Están solos, sin Jesús, ya no hacen milagros, ya no liberan los corazones atormentados. ¡Cómo no desanimarse si ni siquiera pescan esa noche! Surge la desesperanza.
Hoy les pide Jesús que echen las redes a la derecha: “Echad la red a la derecha de la barca y encontraréis”. Y sucede. Ellos se fían de alguien en quien no ven necesariamente a Jesús.
A mí me pasa muchas veces. Cuando me desanimo, cuando no veo una puerta abierta en medio de mis problemas, desconfío. Y a veces, cuando me dicen que haga algo nuevo, no siempre hago caso.
Tal vez quieren que cambie la manera de hacer las cosas, mis hábitos, mis deseos, mis aficiones. Quieren que las haga de otra manera. Alguien en la orilla en quien no siempre veo a Dios. Y no siempre hago caso. Voy a lo mío.
Pero cuando obedezco, y hago lo que me dicen, resulta que hay peces. Me impresiona esa fecundidad que yo no controlo.
Si tengo fe hay peces en abundancia donde antes sólo había un vacío inmenso. Y yo no hago caso a menudo del hombre en la orilla. No escucho sus voces. ¡Es tan difícil descifrar la voluntad de Dios!
Sobre todo cuando me centro en mi yo y me olvido de Dios. Cuando me quedo en la muerte y no vivo la resurrección. Cuando calculo mis fuerzas y capacidades sin darle importancia a la fuerza de Dios en mí.
Y al ver la cantidad de peces en las redes, resulta que sólo pienso en los peces como si estuvieran ahí gracias a mi esfuerzo. Como si todo fuera gracias a mis habilidades, a mi destreza. A veces es así. Menos mal que de repente alguien cerca de mí grita al alba: “Es el Señor”.
Y entonces yo me vuelvo y salto hacia Él. Creo. Igual que Pedro. Me parece impresionante ese acto casi reflejo de Pedro. Cree y corre. Todo va unido. Yo también quiero creer y correr hacia Jesús cuando escuche que es Él el que me llama, el que me invita a echar de nuevo las redes, aunque yo esté cansado y desanimado.
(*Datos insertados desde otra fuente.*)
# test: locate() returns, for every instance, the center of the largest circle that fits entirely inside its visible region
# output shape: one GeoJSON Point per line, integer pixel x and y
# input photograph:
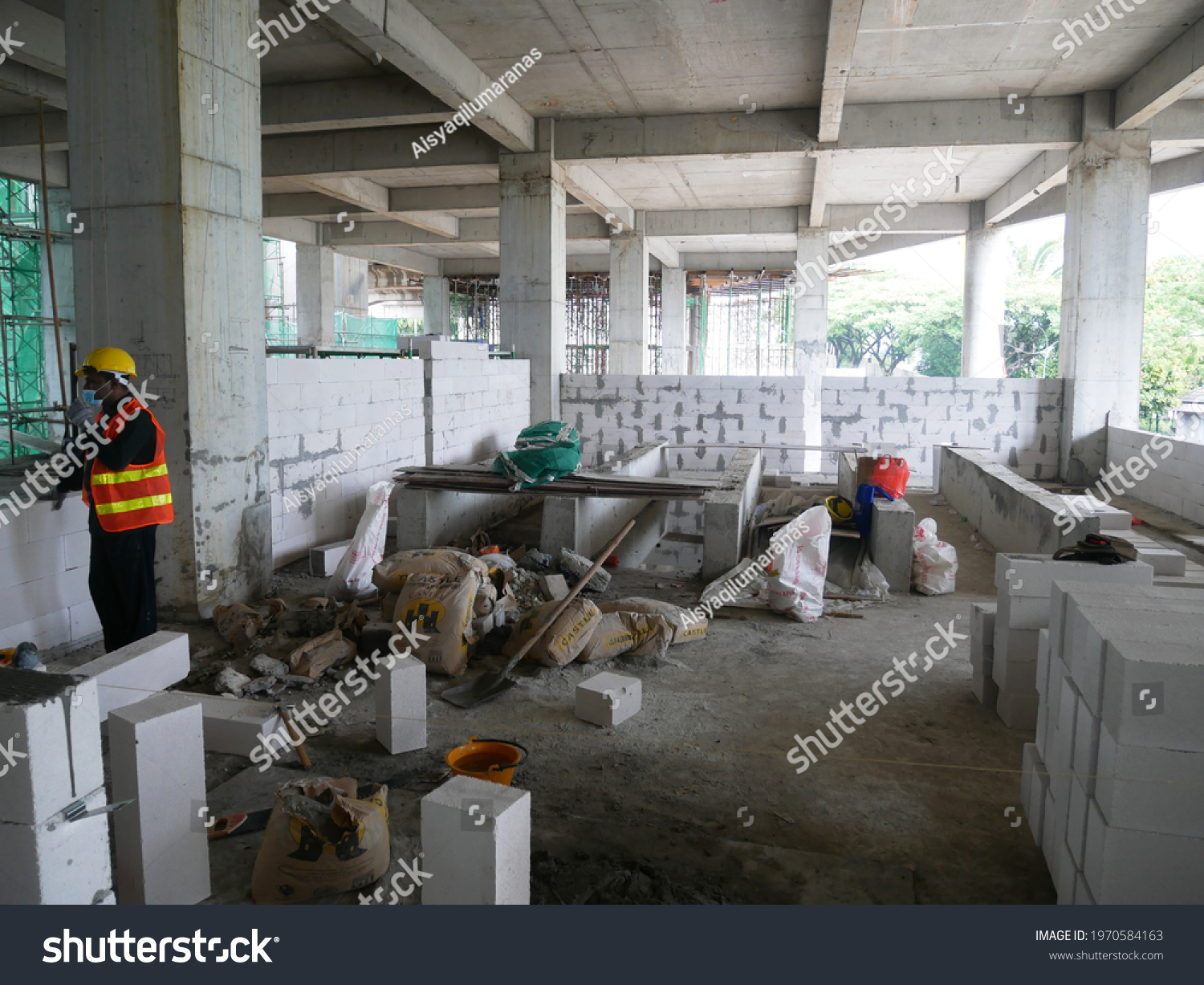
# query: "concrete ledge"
{"type": "Point", "coordinates": [1011, 513]}
{"type": "Point", "coordinates": [585, 524]}
{"type": "Point", "coordinates": [726, 512]}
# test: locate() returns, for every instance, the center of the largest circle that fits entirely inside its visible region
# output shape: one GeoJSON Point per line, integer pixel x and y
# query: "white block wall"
{"type": "Point", "coordinates": [1015, 421]}
{"type": "Point", "coordinates": [319, 409]}
{"type": "Point", "coordinates": [474, 407]}
{"type": "Point", "coordinates": [43, 576]}
{"type": "Point", "coordinates": [1177, 484]}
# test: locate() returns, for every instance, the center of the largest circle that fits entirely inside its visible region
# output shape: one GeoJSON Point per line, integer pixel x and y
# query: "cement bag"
{"type": "Point", "coordinates": [685, 626]}
{"type": "Point", "coordinates": [322, 841]}
{"type": "Point", "coordinates": [440, 606]}
{"type": "Point", "coordinates": [390, 575]}
{"type": "Point", "coordinates": [563, 641]}
{"type": "Point", "coordinates": [934, 563]}
{"type": "Point", "coordinates": [618, 633]}
{"type": "Point", "coordinates": [802, 548]}
{"type": "Point", "coordinates": [353, 577]}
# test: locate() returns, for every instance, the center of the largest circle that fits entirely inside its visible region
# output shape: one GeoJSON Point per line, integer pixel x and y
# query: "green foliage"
{"type": "Point", "coordinates": [1173, 346]}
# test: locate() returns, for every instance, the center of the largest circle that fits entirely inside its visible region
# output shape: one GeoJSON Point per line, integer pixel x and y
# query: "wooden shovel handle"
{"type": "Point", "coordinates": [563, 602]}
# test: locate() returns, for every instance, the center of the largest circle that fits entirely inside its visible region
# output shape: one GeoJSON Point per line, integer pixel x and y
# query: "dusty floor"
{"type": "Point", "coordinates": [693, 800]}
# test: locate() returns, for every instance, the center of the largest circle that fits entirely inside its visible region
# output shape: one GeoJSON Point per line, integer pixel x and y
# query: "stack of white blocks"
{"type": "Point", "coordinates": [157, 758]}
{"type": "Point", "coordinates": [1023, 583]}
{"type": "Point", "coordinates": [52, 725]}
{"type": "Point", "coordinates": [474, 407]}
{"type": "Point", "coordinates": [43, 575]}
{"type": "Point", "coordinates": [1114, 787]}
{"type": "Point", "coordinates": [318, 409]}
{"type": "Point", "coordinates": [982, 654]}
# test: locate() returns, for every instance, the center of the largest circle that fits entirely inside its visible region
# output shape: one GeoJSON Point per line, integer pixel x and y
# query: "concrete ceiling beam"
{"type": "Point", "coordinates": [1033, 181]}
{"type": "Point", "coordinates": [347, 104]}
{"type": "Point", "coordinates": [404, 38]}
{"type": "Point", "coordinates": [843, 22]}
{"type": "Point", "coordinates": [1162, 81]}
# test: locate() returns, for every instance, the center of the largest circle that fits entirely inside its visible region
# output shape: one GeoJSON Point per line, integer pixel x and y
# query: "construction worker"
{"type": "Point", "coordinates": [124, 481]}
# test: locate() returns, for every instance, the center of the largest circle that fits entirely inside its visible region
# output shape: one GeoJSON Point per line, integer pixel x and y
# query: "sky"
{"type": "Point", "coordinates": [1175, 229]}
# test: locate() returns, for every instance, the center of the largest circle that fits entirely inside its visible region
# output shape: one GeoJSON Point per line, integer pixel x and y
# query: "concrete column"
{"type": "Point", "coordinates": [531, 288]}
{"type": "Point", "coordinates": [984, 299]}
{"type": "Point", "coordinates": [811, 332]}
{"type": "Point", "coordinates": [436, 305]}
{"type": "Point", "coordinates": [673, 322]}
{"type": "Point", "coordinates": [315, 295]}
{"type": "Point", "coordinates": [166, 173]}
{"type": "Point", "coordinates": [1103, 287]}
{"type": "Point", "coordinates": [630, 324]}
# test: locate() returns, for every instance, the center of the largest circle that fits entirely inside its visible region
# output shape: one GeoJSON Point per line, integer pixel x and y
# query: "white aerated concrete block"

Me invita a creer contra toda esperanza. Me invita a soñar con los imposibles. Sé que soy limitado. Conozco mi pecado y mi pobreza. Pero como dice el Papa Francisco: “No debemos temer nuestras miserias. Cada uno tiene las suyas. El amor del Crucificado no conoce obstáculos y borra nuestras miserias”.
Jesús se aparece en mi orilla y me hace confiar en mí mismo. En mi sí tímido y pobre. En mi entrega escasa. Me empuja para que vuelva a intentarlo. Es un desafío. Pero me da su fuerza.
Como una persona rezaba: “Y cuando sola, preocupada o rota mi alma te grita: – Padre, ¿dónde estás? Tu cálida voz susurra en mi oído: – Hija, estoy aquí, a tu lado. Mientras tu mano grande y fuerte acaricia suavemente mi pelo. Yo me apoyo en tu mano y me dejo caer”.
En medio de mi desánimo Jesús me empuja, me abraza, me sostiene. Su voz me lleva donde no pensaba volver. Me hace volver a creer en aquello en lo que ya no creía.
Hoy Jesús está con los suyos en torno a un fuego y ya sólo eso vale la pena. Bastan unas brasas, unos peces y un poco de pan partido: “Vamos, almorzad. Jesús se acerca, toma el pan y se lo da, y lo mismo el pescado”. Hay silencio en esa hoguera, en esos peces asados. Silencio y emoción al estar con Él. Sentados frente al fuego, comiendo algo. Perdiendo el tiempo.